The development of the brain has been studied in detail in various organisms, and we know a lot about the genes and cells that are at work during the development of the central nervous system. It is essential for cells to find the proper position in an organism so they can carry out the right functions. Genetic mutations or environmental influences, such as toxins or malnutrition, may disrupt this process. Scientists have now learned more about how specific nutrients play a role in brain development. Reporting in Cell, researchers analyzed nutrient metabolism as the brain developed in a mouse model and revealed that large neutral amino acids (LNAAs) are crucial to brain development.

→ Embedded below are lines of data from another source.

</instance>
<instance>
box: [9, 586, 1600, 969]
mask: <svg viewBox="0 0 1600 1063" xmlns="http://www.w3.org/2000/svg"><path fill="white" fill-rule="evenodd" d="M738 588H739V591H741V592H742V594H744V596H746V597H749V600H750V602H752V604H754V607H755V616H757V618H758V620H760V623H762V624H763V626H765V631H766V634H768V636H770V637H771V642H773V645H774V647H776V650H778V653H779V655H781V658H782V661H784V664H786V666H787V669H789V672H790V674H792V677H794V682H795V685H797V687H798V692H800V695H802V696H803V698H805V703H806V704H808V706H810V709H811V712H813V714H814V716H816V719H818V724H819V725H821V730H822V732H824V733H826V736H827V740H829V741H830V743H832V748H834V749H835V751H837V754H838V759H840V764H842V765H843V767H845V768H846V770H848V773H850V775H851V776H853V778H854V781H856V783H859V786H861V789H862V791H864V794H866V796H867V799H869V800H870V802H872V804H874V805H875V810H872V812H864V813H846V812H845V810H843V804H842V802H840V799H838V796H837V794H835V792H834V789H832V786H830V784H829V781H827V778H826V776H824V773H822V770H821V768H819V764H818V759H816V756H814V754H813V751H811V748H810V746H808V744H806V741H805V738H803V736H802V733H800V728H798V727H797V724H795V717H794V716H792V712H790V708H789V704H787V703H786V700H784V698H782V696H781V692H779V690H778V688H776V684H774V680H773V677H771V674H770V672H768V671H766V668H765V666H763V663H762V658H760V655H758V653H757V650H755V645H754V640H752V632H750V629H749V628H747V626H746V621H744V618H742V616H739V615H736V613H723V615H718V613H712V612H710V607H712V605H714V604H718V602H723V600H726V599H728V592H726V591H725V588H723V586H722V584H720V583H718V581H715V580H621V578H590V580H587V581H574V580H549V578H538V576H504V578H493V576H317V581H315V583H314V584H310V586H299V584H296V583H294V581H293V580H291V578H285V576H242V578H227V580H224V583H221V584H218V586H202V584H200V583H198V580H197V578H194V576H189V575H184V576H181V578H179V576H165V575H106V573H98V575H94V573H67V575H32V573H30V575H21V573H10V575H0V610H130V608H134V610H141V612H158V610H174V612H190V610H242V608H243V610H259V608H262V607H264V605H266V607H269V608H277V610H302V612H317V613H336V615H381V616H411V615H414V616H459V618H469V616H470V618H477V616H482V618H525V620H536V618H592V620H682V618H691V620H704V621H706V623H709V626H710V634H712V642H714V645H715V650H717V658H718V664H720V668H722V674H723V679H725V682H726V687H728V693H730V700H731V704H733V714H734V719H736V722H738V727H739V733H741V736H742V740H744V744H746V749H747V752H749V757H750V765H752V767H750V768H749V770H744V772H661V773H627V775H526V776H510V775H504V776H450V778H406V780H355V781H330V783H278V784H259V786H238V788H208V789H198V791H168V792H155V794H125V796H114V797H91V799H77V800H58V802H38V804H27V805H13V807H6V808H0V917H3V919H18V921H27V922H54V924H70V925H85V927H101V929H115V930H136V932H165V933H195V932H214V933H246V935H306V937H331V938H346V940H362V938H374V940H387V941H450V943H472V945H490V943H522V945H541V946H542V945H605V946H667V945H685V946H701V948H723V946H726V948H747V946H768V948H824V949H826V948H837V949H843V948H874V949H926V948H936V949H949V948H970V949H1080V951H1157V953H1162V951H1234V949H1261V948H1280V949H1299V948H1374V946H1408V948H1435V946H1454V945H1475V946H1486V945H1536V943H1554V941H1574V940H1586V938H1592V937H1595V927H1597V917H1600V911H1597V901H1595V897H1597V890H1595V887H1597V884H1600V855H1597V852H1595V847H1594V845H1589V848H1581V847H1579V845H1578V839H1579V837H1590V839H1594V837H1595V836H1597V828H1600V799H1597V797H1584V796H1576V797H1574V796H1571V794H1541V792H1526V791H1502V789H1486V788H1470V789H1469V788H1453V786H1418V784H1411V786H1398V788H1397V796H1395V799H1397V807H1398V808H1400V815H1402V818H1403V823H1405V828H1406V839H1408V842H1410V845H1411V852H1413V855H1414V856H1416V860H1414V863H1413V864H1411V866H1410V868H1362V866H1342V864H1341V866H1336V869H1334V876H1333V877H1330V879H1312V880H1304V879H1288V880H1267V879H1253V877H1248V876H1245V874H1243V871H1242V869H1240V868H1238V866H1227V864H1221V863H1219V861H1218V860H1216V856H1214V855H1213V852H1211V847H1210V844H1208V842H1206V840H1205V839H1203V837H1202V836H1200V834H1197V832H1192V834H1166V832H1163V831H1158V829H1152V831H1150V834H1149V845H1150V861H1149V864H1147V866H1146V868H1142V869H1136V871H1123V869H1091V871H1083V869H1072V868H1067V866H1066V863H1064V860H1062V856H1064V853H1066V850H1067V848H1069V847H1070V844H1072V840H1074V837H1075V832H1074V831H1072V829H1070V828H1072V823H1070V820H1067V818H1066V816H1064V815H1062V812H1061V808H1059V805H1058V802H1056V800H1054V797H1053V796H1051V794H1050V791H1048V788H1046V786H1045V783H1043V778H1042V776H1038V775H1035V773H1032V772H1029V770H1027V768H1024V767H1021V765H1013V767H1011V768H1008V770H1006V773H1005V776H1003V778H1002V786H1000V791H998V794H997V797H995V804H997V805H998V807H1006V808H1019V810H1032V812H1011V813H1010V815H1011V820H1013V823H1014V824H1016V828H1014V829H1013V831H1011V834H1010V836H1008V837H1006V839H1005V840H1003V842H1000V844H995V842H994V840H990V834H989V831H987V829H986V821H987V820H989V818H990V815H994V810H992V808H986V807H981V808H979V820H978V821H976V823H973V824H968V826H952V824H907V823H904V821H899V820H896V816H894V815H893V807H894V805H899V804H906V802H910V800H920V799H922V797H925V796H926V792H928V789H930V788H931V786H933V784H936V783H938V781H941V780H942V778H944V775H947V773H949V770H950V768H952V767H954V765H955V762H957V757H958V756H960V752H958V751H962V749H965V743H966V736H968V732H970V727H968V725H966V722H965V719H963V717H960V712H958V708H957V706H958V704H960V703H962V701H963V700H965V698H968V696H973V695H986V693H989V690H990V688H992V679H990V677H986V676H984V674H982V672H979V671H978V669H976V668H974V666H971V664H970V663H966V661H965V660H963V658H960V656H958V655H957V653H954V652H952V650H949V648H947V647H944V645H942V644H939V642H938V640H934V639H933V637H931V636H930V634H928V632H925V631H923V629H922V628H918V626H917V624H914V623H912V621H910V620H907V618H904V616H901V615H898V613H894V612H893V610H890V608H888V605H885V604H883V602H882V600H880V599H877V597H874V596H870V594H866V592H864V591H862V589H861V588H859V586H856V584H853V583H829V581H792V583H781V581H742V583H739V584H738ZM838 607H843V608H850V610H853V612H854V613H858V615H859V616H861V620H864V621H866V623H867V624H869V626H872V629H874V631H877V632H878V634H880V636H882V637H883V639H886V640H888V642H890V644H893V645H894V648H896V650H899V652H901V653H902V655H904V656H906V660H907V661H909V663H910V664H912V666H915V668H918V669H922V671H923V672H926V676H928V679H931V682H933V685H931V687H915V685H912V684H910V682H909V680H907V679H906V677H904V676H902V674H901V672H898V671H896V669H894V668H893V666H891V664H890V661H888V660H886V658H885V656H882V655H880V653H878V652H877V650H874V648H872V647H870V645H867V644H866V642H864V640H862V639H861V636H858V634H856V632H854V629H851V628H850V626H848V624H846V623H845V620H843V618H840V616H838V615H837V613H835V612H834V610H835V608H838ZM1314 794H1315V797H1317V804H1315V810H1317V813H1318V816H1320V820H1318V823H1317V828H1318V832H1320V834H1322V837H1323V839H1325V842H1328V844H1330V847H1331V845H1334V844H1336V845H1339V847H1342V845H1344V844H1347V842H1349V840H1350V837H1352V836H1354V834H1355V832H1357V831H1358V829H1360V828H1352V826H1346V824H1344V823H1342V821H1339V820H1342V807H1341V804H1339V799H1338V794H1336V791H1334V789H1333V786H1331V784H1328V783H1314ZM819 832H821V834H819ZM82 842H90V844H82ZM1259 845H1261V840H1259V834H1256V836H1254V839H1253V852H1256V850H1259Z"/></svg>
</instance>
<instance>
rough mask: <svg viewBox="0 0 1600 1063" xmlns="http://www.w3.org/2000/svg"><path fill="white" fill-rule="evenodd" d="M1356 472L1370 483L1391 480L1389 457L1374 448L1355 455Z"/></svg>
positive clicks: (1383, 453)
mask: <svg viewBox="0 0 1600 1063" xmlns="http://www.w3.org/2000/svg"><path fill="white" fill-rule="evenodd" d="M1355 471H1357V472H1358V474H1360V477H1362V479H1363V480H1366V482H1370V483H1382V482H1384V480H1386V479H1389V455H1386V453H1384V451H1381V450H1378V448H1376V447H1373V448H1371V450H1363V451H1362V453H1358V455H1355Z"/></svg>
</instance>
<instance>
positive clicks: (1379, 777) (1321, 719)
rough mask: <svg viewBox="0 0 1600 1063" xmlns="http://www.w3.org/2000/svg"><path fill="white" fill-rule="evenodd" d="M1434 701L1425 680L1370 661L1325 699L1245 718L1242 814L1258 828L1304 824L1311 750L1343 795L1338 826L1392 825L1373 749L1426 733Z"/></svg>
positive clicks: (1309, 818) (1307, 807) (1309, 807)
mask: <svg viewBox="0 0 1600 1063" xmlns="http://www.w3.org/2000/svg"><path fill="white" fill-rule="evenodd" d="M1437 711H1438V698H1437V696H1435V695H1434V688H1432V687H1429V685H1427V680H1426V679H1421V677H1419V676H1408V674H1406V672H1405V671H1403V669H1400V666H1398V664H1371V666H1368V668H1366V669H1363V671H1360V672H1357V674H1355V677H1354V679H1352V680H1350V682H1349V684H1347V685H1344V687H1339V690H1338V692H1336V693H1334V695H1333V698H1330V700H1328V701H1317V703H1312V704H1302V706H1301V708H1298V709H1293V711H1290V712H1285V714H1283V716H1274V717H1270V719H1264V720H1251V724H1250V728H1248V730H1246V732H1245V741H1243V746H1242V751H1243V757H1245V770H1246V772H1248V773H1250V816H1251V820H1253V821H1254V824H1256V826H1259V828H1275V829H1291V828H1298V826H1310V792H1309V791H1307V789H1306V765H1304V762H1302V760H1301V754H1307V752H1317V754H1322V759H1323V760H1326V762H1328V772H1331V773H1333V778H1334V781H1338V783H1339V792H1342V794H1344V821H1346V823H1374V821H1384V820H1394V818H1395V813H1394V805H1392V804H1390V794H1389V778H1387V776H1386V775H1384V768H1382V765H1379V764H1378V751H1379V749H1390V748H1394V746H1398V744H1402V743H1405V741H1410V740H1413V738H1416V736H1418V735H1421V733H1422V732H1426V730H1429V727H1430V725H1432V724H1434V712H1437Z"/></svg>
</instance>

When the body breaks down food, metabolites like LNAAs are generated. LNAAs are not produced naturally by the body, and have to be consumed. In previous work, these researchers found that in one form of autism spectrum disorder, a genetic mutation in a gene called SLC7A5 impaired the uptake of LNAAs in the brain. The team wanted to know more about how amino acids are involved in brain development
Changes in the metabolic profile of the cerebral cortex were monitored in mice, and LNAAs seemed particularly important during the neurodevelopmental period that immediately followed birth, noted first study author and graduate student Lisa Knaus.
The researchers engineered a mouse model in which the Slc7a5 gene could be deleted under certain conditions; these mutations reduced the size of the brain after birth, a condition called microcephaly. This reduction persisted into adulthood, and there were behavioral changes in these mice that are comparable to symptoms of autism spectrum disorder in humans.
The Slc7a5 gene encodes for a transporter that moves LNAAs into neurons, and without this transporter the neurons were starved of LNAAs. At early stages of development, this did not seem to present a problem, but right after birth, changes were seen. In the mouse mutants, there was a reduction in the thickness of the cerebral cortex compared to normal mice, causing microcephaly in the mutants.
In additional experiments, the researchers labelled individual neurons and found that many neurons in the upper cortex layer had disappeared; the cells were dying right after the mice were born. The researchers found that the neurons without LNAAs were not as active, and this reduction in activity was leading to their elimination. Only the fittest cells are selected for survival, Knaus explained.
After this crucial developmental period was over, the neuronal death leveled off and the neurons' activity rates became normal. However, the mutant mice never got over the initial loss of neurons and their brains remained abnormally small until adulthood. Compared to normal mice, behavioral changes including hyperactivity, sociability defects, and motor issues were observed.
"Our work presents a detailed look at how even small changes in the metabolism and nutrient availability can have severe consequences for brain development and function," added Knaus.